Vi è poi il gas naturale o metano (1.333 unità vendute in Svizzera nel 2008, che hanno portato il totale a 7.164). All’inizio di quest’anno i costruttori proponevano circa 30 modelli, tutti dal funzionamento bivalente (vale a dire con due serbatoi, uno per il gas naturale e uno per la benzina). «Si tratta di un combustibile disponibile in grande quantità e meno inquinante rispetto ai derivati del petrolio», spiega Gazzola, «la richiesta di queste vetture dipende soprattutto dalla presenza della rete di rifornimento: attualmente vi sono in Svizzera circa 110 distributori di gas naturale, ma mentre nell’Altopiano le stazioni sono distribuite abbastanza uniformemente, mancano invece sull’asse del Gottardo, in Ticino e nei Grigioni. E costruire una stazione di rifornimento richiede investimenti importanti, perché il combustibile deve arrivare attraverso delle condotte per poi venir compresso direttamente alla pompa». Tra l’altro va ricordato che al gas naturale può essere aggiunto il biogas, prodotto con gli scarti biologici, che non può essere immesso direttamente nei serbatoi delle auto. «Purtroppo nei confronti dei veicoli a metano esistono ancora dei pregiudizi da parte dei potenziali acquirenti (vi è per esempio il timore assurdo che il veicolo possa scoppiare...), che spiegano come questo tipo di auto non conosca il successo che meriterebbe, rispetto per esempio alle auto ibride, e nonostante il fatto che queste ultime siano più care di quelle a gas naturale», aggiunge Gazzola.
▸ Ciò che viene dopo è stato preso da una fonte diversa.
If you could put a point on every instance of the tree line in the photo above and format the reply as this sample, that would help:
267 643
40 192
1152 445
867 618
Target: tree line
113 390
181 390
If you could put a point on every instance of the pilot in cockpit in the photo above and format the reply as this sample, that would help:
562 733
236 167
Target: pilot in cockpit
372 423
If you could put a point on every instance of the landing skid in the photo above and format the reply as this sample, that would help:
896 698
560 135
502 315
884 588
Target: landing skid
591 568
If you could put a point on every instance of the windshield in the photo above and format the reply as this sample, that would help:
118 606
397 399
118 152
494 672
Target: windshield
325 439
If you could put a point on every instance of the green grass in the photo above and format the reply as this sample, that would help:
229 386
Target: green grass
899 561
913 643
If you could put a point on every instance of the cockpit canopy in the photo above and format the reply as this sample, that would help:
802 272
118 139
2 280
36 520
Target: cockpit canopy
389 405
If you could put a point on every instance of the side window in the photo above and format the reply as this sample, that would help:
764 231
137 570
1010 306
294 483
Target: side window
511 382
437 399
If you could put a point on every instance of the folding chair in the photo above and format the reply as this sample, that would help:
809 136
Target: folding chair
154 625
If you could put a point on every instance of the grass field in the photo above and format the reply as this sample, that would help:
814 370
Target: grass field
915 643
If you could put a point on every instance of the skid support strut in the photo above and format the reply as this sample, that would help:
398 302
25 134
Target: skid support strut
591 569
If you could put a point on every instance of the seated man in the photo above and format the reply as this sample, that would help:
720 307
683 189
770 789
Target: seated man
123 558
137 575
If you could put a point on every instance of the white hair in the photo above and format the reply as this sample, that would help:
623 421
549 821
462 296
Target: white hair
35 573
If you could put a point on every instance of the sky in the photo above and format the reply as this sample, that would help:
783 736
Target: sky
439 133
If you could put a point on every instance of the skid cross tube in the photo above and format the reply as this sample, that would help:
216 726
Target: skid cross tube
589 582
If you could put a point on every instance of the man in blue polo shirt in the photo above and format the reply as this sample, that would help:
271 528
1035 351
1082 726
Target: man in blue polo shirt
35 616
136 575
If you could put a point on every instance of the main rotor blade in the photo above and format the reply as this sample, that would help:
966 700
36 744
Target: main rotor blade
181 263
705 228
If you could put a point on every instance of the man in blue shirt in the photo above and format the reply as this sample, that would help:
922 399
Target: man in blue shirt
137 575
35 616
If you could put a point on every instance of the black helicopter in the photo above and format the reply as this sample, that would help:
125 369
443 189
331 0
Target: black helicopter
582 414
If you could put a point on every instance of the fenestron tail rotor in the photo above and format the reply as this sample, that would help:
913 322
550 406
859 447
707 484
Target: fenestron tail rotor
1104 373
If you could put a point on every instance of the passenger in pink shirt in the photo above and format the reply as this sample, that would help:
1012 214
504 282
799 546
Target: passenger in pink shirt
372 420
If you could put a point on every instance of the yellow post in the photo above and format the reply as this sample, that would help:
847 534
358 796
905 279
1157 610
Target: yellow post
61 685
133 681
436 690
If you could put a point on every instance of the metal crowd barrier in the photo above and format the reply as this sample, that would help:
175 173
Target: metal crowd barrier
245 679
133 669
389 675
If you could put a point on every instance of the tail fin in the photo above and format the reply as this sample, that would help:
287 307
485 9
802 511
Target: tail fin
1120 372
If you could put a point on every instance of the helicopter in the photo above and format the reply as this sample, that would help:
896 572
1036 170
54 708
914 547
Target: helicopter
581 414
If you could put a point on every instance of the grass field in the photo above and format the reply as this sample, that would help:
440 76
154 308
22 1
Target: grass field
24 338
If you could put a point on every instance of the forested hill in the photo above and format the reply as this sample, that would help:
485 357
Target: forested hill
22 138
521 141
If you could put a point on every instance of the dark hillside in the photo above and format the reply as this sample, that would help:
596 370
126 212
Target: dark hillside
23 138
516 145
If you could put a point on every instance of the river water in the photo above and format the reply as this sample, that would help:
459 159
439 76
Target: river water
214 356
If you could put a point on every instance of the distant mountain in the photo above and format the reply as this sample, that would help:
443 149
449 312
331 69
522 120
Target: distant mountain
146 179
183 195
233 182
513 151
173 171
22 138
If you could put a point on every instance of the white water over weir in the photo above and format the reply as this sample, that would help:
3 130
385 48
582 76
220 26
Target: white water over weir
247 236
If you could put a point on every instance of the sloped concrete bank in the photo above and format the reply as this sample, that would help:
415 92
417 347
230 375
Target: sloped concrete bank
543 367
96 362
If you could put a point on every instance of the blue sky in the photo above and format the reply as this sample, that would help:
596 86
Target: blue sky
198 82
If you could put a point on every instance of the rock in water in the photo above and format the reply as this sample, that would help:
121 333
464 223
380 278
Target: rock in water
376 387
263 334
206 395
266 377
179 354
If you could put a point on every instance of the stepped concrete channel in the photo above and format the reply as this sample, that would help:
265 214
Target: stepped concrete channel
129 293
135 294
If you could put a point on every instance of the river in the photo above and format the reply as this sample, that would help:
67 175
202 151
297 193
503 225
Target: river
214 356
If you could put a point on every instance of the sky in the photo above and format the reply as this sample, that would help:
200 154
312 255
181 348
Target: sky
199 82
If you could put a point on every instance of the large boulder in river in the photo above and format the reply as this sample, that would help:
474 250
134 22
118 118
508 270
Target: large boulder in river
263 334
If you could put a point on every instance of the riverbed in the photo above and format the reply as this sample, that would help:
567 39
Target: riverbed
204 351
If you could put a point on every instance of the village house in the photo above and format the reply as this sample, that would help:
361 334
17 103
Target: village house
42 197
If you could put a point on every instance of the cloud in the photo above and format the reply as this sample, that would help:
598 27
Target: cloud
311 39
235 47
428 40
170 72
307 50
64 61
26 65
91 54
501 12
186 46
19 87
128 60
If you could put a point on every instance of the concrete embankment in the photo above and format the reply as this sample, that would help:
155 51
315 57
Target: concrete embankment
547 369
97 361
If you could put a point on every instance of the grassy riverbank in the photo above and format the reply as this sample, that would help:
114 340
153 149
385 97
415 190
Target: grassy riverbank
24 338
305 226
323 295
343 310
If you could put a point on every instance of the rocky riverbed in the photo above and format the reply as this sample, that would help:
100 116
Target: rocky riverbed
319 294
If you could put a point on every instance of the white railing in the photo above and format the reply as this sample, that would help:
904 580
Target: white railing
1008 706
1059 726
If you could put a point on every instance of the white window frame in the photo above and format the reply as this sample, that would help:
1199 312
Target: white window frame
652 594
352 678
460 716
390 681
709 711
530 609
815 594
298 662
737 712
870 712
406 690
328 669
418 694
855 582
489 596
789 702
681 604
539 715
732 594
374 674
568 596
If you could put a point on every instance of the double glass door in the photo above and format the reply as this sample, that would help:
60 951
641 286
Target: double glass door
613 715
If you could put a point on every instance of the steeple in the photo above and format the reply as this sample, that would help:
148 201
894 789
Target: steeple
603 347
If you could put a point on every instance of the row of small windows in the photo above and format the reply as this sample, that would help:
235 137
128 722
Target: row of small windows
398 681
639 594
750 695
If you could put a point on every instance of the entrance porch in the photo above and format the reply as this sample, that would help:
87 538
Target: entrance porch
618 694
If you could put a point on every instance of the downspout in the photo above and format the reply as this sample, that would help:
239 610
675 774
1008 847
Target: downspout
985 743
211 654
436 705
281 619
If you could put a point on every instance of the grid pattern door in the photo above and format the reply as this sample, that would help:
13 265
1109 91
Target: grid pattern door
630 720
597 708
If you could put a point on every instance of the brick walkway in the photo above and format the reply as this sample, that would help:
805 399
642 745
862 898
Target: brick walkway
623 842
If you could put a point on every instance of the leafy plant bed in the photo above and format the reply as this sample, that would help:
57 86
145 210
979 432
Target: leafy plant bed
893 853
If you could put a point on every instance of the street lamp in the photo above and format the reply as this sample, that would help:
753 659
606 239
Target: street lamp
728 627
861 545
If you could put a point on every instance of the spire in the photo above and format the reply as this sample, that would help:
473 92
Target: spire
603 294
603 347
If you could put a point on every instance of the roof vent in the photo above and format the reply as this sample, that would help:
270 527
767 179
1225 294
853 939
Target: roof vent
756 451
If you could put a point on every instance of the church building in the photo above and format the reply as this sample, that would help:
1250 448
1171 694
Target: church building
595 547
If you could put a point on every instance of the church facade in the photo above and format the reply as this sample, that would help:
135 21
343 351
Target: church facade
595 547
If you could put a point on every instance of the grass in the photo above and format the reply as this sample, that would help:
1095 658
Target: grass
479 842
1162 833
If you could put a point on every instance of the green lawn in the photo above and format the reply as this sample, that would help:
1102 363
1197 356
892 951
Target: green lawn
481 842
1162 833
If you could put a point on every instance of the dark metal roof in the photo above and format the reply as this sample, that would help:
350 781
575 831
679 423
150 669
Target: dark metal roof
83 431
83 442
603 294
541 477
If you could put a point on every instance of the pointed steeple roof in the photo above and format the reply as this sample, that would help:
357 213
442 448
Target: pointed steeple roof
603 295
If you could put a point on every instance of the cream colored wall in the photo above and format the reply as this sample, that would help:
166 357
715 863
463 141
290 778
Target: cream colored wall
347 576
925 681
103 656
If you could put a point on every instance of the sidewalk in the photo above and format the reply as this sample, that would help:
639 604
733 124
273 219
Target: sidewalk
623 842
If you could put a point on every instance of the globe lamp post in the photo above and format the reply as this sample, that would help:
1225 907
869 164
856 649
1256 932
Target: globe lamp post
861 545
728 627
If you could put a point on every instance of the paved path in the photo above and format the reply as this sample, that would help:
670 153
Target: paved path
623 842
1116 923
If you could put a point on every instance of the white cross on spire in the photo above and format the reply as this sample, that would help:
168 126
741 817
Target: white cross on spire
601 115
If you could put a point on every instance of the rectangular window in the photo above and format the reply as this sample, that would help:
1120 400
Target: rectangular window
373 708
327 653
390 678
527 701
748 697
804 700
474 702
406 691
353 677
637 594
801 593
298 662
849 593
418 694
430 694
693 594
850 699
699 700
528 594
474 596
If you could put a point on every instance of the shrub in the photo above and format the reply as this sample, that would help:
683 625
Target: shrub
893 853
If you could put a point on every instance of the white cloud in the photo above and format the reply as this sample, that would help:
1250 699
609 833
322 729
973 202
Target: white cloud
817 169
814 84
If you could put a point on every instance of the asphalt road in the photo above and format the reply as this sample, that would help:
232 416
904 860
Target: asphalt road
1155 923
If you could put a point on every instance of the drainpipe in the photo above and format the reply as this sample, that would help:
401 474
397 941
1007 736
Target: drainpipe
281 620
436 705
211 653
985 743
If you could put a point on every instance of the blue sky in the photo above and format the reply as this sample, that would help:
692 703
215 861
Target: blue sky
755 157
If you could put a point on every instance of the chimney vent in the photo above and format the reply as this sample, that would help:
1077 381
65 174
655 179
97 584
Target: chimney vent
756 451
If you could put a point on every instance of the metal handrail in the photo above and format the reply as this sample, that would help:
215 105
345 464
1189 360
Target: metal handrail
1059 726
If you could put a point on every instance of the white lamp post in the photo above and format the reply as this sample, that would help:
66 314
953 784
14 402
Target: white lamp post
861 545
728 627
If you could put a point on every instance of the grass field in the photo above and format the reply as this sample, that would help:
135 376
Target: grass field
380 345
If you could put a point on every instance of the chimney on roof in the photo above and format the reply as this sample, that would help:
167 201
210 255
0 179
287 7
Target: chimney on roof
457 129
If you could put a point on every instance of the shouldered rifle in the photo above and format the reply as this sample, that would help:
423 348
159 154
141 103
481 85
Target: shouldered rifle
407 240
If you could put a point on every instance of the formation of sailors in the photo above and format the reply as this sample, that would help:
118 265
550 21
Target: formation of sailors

Il gas di petrolio liquefatto (Gpl) è poco diffuso in Svizzera (vi sono soltanto 26 stazioni di servizio, rispetto per esempio alle 30mila esistenti in Italia, e sono pochissimi i modelli di auto in vendita). «I costi per creare un distributore sono bassi, perché il carburante non deve arrivare alla pompa tramite delle condotte come il metano, ma può essere trasportato da autocisterne», spiega Gazzola, «complessivamente comunque il Gpl non ha avvenire in Svizzera, anche perché è un prodotto secondario della fabbricazione della benzina e quindi non risponde alle esigenze richieste ai carburanti futuri».
Per quanto riguarda il bioetanolo e il biodiesel, che hanno comunque scarsa diffusione in Svizzera in termini di stazioni di servizio, «pongono comunque gravi problemi di fondo perché essendo di origine vegetale sono spesso in conflitto con la produzione di generi alimentari. A questo proposito va detto comunque che il bioetanolo utilizzato oggi in Svizzera viene prodotto in gran parte in Svezia con prodotti di scarto della lavorazione del legno», nota Gazzola.